Tell him a dealer in Rochester calls it no sale gold and that if he drops another 400 off of it then deal.


----------



## Mick (Dec 31, 2011)

Not sure about the with the eco wheels but with the Ltz wheels it looks pretty good.
Still a good a deal.

Sent from AutoGuide.com Free App


----------



## nodule (Apr 26, 2013)

Unless your a 60 year old lady, dont get it.....its an old ladies color!


----------



## 99_XC600 (Feb 24, 2013)

Go with your gut. If you don't like the color, find another car. The reason is regardless of the deal that you're going to get on it. You won't be thinking about the bottom line of what you paid every time you walk up to it. Instead of thoughts of joy of saved money, you will question yourself on why you settled on something you didn't really want.

If it was a 5 year old beater, that's another story. But if you're going with something new....find what you want.


----------



## Aussie (Sep 16, 2012)

I bought a silver Cruze diesel because I got a really good price on it. Not really my choice of colour but when I drive I get a grin on my face even 12 months later. I buy a car for the driving pleasure and colour is not a problem (within reason) if it is nice to drive.


----------



## CRUZEDAD33 (Feb 24, 2013)

I have a champagne gold cruze.its not a bad color.shines up nice and if its the car u want and style then the color is not a big deal.


----------



## Merc6 (Jun 8, 2013)

My 90's Buick had that color. It was a beater so I didn't care that much. If you don't like the color and you don't have any intentions of repainting your brand new car let it go. Did it at least have matching tan/doodoo brown interior?


----------



## Tomko (Jun 1, 2013)

It's a low maintenance colour. You'll be pleased how easy it is to keep clean. Plus, it is a colour that Cadillac uses - so it has that touch of class. 
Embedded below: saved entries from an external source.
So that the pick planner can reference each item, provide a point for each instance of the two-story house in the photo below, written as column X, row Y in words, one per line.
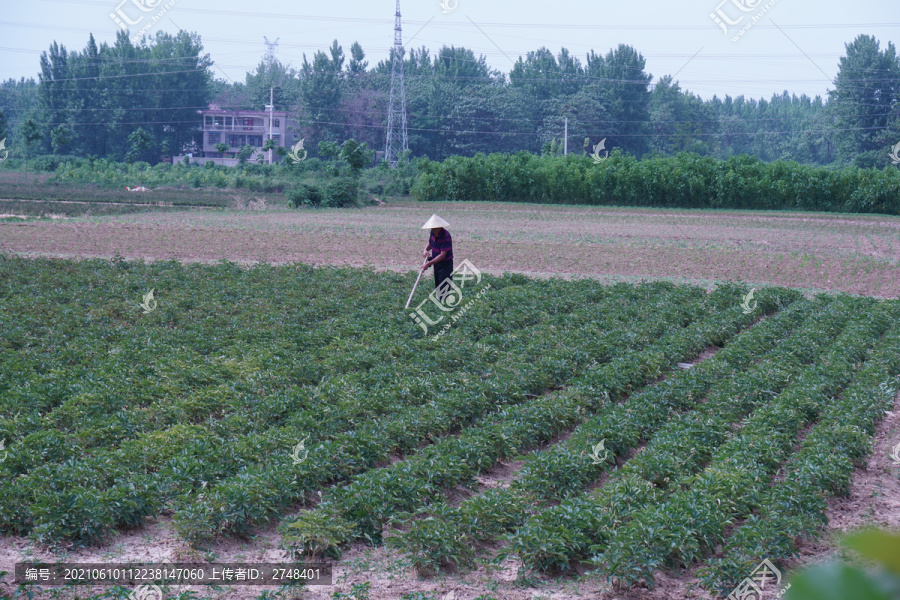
column 239, row 128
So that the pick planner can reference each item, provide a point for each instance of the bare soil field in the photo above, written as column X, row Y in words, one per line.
column 857, row 254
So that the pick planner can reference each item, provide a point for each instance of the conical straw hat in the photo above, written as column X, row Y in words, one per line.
column 435, row 221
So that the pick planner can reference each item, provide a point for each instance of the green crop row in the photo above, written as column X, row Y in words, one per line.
column 567, row 467
column 794, row 506
column 361, row 448
column 371, row 500
column 684, row 181
column 180, row 449
column 693, row 519
column 733, row 397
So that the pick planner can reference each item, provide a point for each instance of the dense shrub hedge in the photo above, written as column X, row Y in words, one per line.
column 684, row 181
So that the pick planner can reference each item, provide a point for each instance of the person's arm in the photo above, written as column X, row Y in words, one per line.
column 438, row 258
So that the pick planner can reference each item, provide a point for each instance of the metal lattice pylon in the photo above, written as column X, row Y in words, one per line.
column 397, row 141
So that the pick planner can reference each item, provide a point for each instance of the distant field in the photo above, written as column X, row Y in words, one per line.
column 858, row 254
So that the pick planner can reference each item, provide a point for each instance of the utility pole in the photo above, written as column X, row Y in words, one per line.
column 397, row 141
column 271, row 108
column 270, row 50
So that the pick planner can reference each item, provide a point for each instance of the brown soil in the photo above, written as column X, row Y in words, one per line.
column 858, row 254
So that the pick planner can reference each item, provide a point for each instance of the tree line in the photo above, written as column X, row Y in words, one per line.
column 88, row 103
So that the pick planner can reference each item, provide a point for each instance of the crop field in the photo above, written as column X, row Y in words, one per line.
column 824, row 252
column 548, row 437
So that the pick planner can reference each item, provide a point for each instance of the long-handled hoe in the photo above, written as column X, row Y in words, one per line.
column 416, row 285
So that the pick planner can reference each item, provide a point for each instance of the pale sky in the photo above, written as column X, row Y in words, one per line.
column 674, row 37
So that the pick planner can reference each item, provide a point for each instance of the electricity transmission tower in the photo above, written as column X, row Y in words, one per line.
column 397, row 142
column 270, row 49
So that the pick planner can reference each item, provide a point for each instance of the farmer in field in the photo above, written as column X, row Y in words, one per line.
column 441, row 245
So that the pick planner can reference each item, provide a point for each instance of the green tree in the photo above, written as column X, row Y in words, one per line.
column 31, row 133
column 60, row 137
column 356, row 155
column 865, row 97
column 138, row 142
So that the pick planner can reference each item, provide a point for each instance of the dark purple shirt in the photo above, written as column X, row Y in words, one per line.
column 439, row 244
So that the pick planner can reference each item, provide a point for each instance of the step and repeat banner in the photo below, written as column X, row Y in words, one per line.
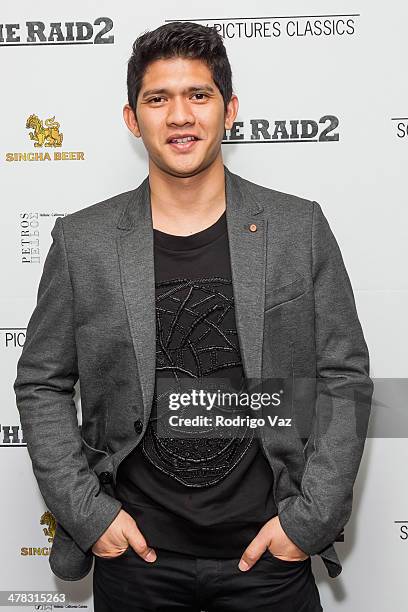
column 323, row 114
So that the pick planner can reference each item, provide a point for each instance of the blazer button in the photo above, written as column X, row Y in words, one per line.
column 138, row 426
column 105, row 477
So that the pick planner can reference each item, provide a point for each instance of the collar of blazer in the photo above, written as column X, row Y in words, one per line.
column 248, row 262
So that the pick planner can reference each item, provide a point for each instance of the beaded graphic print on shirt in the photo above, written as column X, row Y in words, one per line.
column 197, row 341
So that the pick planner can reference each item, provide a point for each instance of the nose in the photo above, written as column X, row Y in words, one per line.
column 180, row 112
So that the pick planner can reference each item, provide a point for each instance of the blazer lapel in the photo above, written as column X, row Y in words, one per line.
column 136, row 261
column 135, row 249
column 248, row 266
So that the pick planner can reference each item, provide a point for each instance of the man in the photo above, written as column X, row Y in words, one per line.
column 195, row 278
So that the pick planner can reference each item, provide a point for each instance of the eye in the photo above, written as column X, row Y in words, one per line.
column 200, row 94
column 156, row 98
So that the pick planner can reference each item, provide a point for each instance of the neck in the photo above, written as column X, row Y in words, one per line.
column 184, row 206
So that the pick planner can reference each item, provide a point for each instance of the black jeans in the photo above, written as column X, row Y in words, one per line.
column 182, row 582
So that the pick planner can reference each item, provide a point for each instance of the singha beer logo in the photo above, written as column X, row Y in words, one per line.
column 48, row 519
column 50, row 525
column 45, row 134
column 48, row 136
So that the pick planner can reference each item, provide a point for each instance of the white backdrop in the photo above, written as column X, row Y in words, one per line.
column 283, row 71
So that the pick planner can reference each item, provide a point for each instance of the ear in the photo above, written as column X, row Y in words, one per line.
column 231, row 113
column 130, row 120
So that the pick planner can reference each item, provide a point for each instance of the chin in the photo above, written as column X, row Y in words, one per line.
column 184, row 170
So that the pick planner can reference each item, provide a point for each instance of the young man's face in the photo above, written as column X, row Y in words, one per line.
column 179, row 98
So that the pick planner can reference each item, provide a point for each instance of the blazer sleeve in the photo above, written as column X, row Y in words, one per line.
column 46, row 374
column 314, row 518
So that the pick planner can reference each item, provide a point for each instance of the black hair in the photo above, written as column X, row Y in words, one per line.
column 179, row 39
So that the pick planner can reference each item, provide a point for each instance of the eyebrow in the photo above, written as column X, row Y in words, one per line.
column 150, row 92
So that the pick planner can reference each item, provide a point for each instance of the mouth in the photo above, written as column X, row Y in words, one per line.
column 183, row 144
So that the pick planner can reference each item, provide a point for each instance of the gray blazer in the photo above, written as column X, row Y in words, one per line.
column 95, row 321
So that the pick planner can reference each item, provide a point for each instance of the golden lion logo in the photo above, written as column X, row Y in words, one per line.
column 48, row 136
column 48, row 519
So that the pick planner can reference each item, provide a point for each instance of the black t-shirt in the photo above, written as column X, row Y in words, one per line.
column 206, row 495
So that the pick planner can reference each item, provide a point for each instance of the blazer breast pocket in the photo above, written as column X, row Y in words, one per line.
column 274, row 296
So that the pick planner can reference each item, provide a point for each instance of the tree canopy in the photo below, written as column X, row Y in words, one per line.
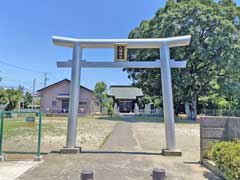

What would have been your preferred colour choices?


----------



## Starks8 (Jul 20, 2011)

I actually like the gold color on the cruze. No this color wouldn't be my first choice and yes this color is usually chosen and driven by elderly adults but I still think its a nice color. The gold mist/champagne silver metallic on the cruzes with the 2LT/RS & LTZ RS models actually look more sporty and more appropriate and fitting for younger drivers in my opinion. 

Gold Mist Metallic - 2012 Chevrolet Cruze LTZ - Cocoa/Light Neutral Interior | GTCarLot.com - Vehicle Archive #56514205 , 2013 New Chevrolet Cruze 4dr Sdn Auto 2LT at Empire Chevrolet Buick Serving Winston-Salem, Hickory, NC, IID 10115019 , 2012 Used Chevrolet Cruze 4dr Sdn LT w/2LT at Empire Chevrolet Buick Serving Winston-Salem, Hickory, NC, IID 10530698 , 2013 Chevrolet Cruze LTZ


----------



## Rusty Shackleford (Jan 6, 2013)

99_XC600 said:


> Go with your gut. If you don't like the color, find another car. The reason is regardless of the deal that you're going to get on it. You won't be thinking about the bottom line of what you paid every time you walk up to it. Instead of thoughts of joy of saved money, you will question yourself on why you settled on something you didn't really want.
> 
> If it was a 5 year old beater, that's another story. But if you're going with something new....find what you want.


After thinking for 10 minutes that's exactly the conclusion I came to.



Tomko said:


> It's a low maintenance colour. You'll be pleased how easy it is to keep clean. Plus, it is a colour that Cadillac uses - so it has that touch of class.
> 
> What would have been your preferred colour choices?


Blue topaz, crystal red tintcoat, or atlantis blue.


----------



## ctheham (May 31, 2013)

Here is a picture of mine. I have a 2LT with the cocoa leather interior. I think it makes the car seem more luxurious having this color combination, personally.


----------



## Tomko (Jun 1, 2013)

Rusty Shackleford said:


> Blue topaz, crystal red tintcoat, or atlantis blue.


These colours are on the opposite spectrum of champagne silver. 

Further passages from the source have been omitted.